Unfortunately, that really only works for one folder which is all just one person talking. The big problem is in the 2nd folder, which is dialogue between two characters. What I hadn't noticed before is that there's a pointer table at the beginning of each file. Since the script was linear, the first six bytes were just

Code: [Select]
{00}{00}{00}{00}{14}{00}
which I would later figure out meant there was only 1 pointer(at 0x14,which is the beginning of the dialogue). Here's where the fun part comes in for me. The other folder with the two-person dialogue will have pointers to different sections of the code with the number determined by the first 2 bytes, followed by that many 4 byte pointers directly after. Now I don't think this effects the dumping/inserting TOO much, but they will have to be modified once the script is inserted to match up with the new positions. I'm trying to figure out if there's a way for the dumper to toss tags to those positions which will help me know where each different block is. Hopefully this can be done in a way where the inserter will ignore said tags.

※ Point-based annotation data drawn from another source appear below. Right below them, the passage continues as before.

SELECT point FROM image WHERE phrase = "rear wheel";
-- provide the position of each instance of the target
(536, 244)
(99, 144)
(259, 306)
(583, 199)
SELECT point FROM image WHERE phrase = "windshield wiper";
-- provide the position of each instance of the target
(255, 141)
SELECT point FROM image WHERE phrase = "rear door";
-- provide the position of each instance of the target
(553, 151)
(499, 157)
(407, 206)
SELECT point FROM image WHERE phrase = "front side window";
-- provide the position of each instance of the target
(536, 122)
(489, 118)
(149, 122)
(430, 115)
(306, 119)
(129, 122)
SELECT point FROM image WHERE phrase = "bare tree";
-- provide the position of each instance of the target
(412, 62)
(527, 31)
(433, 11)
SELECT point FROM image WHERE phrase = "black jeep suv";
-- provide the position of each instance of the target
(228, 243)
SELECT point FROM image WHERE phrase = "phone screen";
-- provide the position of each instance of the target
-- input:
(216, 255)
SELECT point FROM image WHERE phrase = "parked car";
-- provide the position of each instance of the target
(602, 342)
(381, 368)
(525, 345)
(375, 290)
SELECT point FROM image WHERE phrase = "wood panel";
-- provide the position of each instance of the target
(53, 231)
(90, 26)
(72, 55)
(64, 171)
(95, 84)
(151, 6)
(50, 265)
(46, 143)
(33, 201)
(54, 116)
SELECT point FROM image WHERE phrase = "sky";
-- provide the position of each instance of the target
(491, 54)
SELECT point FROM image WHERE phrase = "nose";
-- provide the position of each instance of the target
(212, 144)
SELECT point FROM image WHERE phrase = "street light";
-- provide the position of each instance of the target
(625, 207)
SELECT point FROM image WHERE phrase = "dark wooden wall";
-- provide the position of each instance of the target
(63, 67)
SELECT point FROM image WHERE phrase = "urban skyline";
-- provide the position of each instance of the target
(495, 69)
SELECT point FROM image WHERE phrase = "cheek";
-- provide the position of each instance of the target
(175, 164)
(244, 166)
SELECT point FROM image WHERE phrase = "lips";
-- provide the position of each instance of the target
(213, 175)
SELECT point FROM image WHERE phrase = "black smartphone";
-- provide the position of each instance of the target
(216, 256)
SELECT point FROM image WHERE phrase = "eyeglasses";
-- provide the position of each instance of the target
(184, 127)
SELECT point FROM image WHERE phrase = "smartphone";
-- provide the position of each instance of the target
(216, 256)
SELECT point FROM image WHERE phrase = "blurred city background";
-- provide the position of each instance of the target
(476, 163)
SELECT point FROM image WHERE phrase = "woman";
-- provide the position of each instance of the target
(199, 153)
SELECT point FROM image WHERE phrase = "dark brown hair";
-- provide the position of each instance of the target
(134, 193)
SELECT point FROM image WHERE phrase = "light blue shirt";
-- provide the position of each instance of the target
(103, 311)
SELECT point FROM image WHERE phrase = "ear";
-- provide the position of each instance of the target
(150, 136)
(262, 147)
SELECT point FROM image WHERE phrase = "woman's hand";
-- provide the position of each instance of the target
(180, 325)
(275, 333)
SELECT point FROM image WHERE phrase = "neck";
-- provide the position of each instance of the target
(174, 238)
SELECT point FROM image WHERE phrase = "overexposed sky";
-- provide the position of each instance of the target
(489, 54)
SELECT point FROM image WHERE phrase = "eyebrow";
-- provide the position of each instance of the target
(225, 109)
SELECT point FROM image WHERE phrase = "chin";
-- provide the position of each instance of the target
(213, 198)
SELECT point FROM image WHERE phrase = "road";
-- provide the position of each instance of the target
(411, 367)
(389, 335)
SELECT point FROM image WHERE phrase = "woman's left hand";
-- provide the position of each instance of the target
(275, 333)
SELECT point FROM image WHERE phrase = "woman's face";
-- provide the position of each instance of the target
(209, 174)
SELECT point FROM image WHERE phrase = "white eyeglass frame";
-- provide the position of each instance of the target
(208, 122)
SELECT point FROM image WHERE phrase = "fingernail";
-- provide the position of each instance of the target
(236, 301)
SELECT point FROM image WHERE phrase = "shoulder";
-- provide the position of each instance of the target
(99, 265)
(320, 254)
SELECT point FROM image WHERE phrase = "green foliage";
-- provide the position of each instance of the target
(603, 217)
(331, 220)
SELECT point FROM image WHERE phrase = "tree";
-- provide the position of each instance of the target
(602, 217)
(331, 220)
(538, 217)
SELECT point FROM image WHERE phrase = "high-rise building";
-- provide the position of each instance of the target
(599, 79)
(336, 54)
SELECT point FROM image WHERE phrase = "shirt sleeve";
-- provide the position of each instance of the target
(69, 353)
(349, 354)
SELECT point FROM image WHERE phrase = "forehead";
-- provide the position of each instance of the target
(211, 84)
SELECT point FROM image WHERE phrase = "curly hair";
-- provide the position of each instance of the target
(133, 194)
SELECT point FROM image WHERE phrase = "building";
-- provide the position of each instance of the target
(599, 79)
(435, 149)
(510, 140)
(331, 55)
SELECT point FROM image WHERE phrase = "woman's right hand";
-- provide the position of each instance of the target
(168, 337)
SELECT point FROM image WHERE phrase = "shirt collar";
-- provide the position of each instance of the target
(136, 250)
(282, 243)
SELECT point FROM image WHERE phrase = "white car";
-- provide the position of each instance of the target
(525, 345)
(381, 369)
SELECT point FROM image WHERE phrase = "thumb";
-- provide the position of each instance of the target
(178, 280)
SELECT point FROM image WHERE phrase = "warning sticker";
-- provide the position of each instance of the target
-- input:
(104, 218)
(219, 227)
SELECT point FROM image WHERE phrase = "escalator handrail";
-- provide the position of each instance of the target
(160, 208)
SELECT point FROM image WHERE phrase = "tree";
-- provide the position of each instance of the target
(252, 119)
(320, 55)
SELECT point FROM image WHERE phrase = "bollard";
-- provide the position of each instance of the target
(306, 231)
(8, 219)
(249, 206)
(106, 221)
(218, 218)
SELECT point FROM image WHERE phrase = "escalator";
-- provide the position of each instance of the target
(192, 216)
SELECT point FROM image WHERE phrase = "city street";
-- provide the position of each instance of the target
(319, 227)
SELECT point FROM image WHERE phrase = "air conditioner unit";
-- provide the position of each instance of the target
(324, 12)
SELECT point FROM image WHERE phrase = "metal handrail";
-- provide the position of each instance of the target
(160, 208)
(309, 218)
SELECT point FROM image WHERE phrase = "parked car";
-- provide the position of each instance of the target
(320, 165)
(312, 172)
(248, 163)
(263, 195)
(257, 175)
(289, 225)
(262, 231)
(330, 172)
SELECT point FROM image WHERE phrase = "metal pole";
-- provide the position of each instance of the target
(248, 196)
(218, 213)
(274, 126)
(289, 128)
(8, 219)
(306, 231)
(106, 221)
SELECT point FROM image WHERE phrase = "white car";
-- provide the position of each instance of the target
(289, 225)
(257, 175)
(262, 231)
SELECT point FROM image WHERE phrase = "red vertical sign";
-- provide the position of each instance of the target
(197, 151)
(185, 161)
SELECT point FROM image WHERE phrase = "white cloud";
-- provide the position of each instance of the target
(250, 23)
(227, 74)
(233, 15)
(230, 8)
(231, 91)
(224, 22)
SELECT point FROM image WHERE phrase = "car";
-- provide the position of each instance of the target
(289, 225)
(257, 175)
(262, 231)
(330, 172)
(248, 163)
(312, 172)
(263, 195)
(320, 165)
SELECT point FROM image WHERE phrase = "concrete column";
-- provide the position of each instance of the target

There is one part I'm not sure how to handle though, which is the questions. In the two-person dialogue there will occasionally be questions, when answered it uses the pointers at top to determine which block of dialogue it sends you to. The problem is that the encoding switches here. The choices you're given are encoded in sjis instead of the remapped sjis used in the rest of the dialogue.

There is a control code for when these question blocks appear, but I'm unsure if there's any good way to handle this. The only thing I could think of would be to have two table files loaded and for that control code to switch table files in the dumper/inserter. Is there any reasonable way to handle this?